Crescita dei ricavi provenienti da nuovi mercati e prodotti, un netto miglioramento dell’esperienza del customer, l’aumento della velocità decisionale delle aziende e una rapidissima accelerazione dei processi di gestazione e lancio di nuovi servizi. Vdigitalizzazionei sembra uno scenario utopico? Non lo è.

Stiamo parlando degli ottimi risultati riportati da alcune delle imprese di 21 Paesi  (Italia compresa) coinvolte nell’indagine sulla digitalizzazione del business Keeping Score: Why Digital Trasformation Matters, commissionata dalla multinazionale informatica Ca Technologies e condotta dall’Istituto di Ricerca specializzato in B2B Coleman Parkes Research.  

Le recenti trasformazioni digitali e la crescita degli investimenti (sia statali che privati) in innovazione, spingono chi opera nel mondo imprenditoriale a domandarsi: ma i robot ci ruberanno davvero il lavoro? E soprattutto, la digitalizzazione aziendale – e i processi ad essa legati – possono penalizzare i bilanci delle nostre aziende?

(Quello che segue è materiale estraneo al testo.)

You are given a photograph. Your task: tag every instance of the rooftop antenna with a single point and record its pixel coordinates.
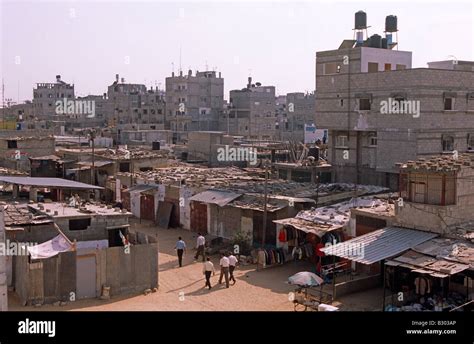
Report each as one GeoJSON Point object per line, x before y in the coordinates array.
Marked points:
{"type": "Point", "coordinates": [180, 69]}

Questa ricerca prova a rispondere a queste domande, evidenziando come la digitalizzazione sia in grado di favorire la crescita e il business delle aziende.  Stando a quanto dichiarato dal campione intervistato, gli utili provenienti dalle nuove fonti di business (prodotti e mercati) è cresciuto in media del 37%, così come il livello di soddisfazione del cliente  – che si assesta intorno al 40% – per una crescita totale in termini di successo delle performance attribuibile per ben oltre il 75% all’incremento della portata digitale.

L’indagine si è servita della costruzione di un indice, il Digital Transformation Business Impact Scorecard – sviluppato proprio con l’obiettivo di misurare l’impatto della trasformazione digitale sulla crescita del giro d’affari. Il legame è positivo e l’impatto più significativo si registra nei settori dei trasporti e della logistica, delle telecomunicazioni, della vendita retail e dei servizi bancari e finanziari.

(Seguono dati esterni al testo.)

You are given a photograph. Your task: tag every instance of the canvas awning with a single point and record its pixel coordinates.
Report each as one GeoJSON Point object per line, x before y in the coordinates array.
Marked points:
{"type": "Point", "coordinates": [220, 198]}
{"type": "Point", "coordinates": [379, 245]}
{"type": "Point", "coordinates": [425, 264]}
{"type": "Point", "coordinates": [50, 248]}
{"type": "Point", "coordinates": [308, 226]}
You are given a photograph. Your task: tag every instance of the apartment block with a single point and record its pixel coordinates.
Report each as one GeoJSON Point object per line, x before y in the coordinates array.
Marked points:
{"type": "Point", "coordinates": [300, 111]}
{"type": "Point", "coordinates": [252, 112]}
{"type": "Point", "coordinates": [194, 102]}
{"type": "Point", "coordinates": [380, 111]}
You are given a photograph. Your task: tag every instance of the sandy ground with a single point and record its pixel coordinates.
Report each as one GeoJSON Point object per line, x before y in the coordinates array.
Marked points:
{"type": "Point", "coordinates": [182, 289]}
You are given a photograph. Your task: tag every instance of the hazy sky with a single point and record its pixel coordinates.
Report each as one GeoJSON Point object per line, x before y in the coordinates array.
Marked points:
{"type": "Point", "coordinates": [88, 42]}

Ciò che è certo è che i consumatori si aspettano un altissimo grado di digitalizzazione e l’aspettativa si riflette anche sulle imprese tradizionali.

Il modello classico di fare impresa si trova di fronte a una sfida per niente facile: abbattere le barriere aziendali interne – e le gerarchie cristallizzate – per favorire la circolazione delle competenze innovative e specifiche, velocizzando il ciclo di sviluppo dei progetti e con lui la filiera di produzione. Insomma, evolversi.